#SuzyPFW Dries Van Noten: Keeping It In The Family
A vivid yellow poured over the feathery tops, splodged on Modernist skirts, and edged up to a sky-blue pattern with pink flowers at the Dries Van Noten show.
And why wouldn’t the designer send out a sunshine collection after a business deal in June this year that gave one of fashion’s last few independents the security of backing by the Spanish fragrance giant?
“But the big news is that nothing, nothing is changing,” Dries reassured me. ”We are really happy – we share the same values. For me it is the perfect match.”
Maybe from this spirit came the light but simple clothes for Spring/Summer 2019 – “grown up” outfits for real lives, dashed with a flurry of feathers and those cheery tones.

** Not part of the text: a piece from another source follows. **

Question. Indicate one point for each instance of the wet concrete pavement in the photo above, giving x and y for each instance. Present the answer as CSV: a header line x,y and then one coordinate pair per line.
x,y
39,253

The designer described as “couture structures and gestures” clothes that could best be called “womanly”, but not in a pejorative way. Rather, that defined a rare style with a relaxed cut to the trousers and decent skirts just over the knee, yet with many imaginative interjections: inky blobs of colour; splashes of the lemon yellow; abstract images of black on white. Nothing was too close to the body, yet there was a more sophisticated cut.
My eyes were drawn to details: classic high-heeled shoes with vivid stripes; feathery bags and bodices; a shoulder cover, lacy and fringed like a mini cape.
The designer has come a long way since he started more than three decades ago in 1986 as part of the original “Antwerp Six” collective. How hard it is to carry on, especially as an independent designer.
Dries summed up his new situation with Puig. “It’s a family company, and it feels good,” he said. “What is especially very nice for me, is that my company has a future – because if you are independent, you can say whatever you want, but at a certain moment you have to go. Now we have the bones, the possibility of making a good structure to continue. Who knows whenever I’m going to stop?”